Sometimes, it means a completely new approach entirely. The ‘marginal’ improvement approach might be fundamentally flawed. Trying to put a man on the moon by building bigger and bigger trampolines will not work. It always seems like the trampoline could be just a bit bigger… but until you try to get 5 miles high, you wont realize you need a bloody rocket.

There are a TON of reasons why some people seem to struggle to ever make progress in what they do. Some people mistake ‘putting the hours in’ with the much more important ‘deliberate practice’. Some people are experts at inventing justifications and excuses for why they fail their goals. Some people psychologically do not have enough self belief to ‘allow’ themselves to achieve their goals, and my god there are a lot of books that you can read on these topics as a displacement activity from actually getting stuff done…

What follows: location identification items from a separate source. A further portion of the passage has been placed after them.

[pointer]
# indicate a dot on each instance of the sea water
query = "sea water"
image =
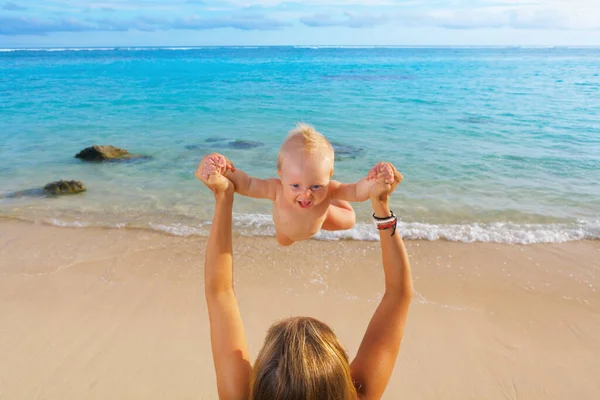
(495, 144)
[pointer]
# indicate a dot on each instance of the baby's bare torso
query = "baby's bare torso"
(295, 223)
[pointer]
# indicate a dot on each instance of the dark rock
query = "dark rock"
(107, 153)
(346, 151)
(64, 187)
(217, 143)
(244, 144)
(213, 139)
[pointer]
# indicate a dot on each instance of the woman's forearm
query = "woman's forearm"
(218, 271)
(396, 266)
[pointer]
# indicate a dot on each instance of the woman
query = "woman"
(301, 357)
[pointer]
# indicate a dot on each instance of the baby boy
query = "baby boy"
(304, 197)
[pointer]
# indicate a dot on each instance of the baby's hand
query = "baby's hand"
(211, 172)
(383, 172)
(387, 179)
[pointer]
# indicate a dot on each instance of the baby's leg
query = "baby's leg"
(282, 239)
(340, 216)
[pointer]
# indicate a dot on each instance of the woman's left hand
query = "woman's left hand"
(211, 170)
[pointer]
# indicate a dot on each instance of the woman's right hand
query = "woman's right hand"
(388, 178)
(211, 172)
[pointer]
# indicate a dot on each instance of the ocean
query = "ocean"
(495, 144)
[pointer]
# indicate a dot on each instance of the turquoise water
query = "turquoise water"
(495, 144)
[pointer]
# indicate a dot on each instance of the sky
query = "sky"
(79, 23)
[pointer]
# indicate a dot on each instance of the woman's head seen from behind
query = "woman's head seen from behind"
(301, 359)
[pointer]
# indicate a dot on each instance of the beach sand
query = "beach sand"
(120, 314)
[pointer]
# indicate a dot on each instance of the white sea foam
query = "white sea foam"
(178, 229)
(499, 232)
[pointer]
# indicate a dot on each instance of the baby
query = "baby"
(305, 199)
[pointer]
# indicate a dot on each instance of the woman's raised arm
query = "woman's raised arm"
(227, 336)
(373, 365)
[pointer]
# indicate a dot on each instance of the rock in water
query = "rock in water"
(346, 151)
(106, 153)
(244, 144)
(64, 187)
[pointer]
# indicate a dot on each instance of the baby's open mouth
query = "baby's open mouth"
(305, 204)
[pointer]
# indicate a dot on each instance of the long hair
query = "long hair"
(301, 359)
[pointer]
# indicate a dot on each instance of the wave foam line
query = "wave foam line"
(498, 232)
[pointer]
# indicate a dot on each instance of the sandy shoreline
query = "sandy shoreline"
(120, 314)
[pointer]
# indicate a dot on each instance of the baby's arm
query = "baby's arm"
(359, 191)
(253, 187)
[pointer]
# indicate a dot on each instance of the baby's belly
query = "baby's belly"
(297, 227)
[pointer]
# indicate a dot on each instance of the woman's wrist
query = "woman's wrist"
(224, 195)
(381, 208)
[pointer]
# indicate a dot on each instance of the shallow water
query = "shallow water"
(495, 144)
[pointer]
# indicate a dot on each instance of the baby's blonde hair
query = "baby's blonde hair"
(301, 359)
(311, 141)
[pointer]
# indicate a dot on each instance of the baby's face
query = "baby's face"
(305, 179)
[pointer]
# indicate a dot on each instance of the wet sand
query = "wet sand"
(120, 314)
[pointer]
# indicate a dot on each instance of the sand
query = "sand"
(120, 314)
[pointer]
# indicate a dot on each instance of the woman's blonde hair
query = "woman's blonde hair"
(301, 359)
(311, 141)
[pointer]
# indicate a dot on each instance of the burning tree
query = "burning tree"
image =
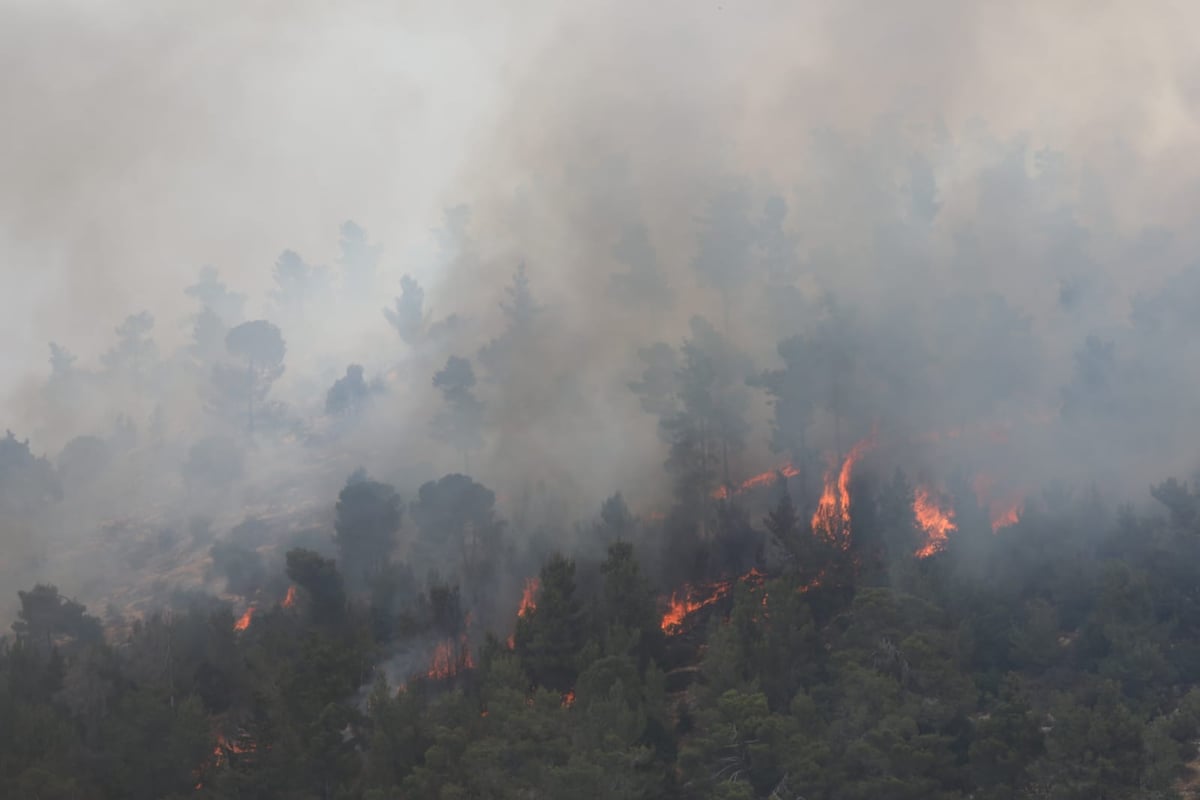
(701, 413)
(550, 636)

…but I do think that this technique is especially under-utilised. When you try it, you realize what a game changer it is. You have no idea what prevents you 10x-ing your achievements, because you never think beyond 1.1x-ing the way you do things now. Another way to think about it is to treat your goals as something done in a factory. It doesnt matter how quickly you run around and slave away making stuff in a workshop, if you never realize that the ONLY way to make 1,000 widgets an hour is going to be a conveyor-belt production line with division of labor, then you will waste a ton of effort (and shoe-leather) sprinting between different bits of equipment. Only by envisaging the final rate of production and TRYING it, will you ever really have a chance of achieving it.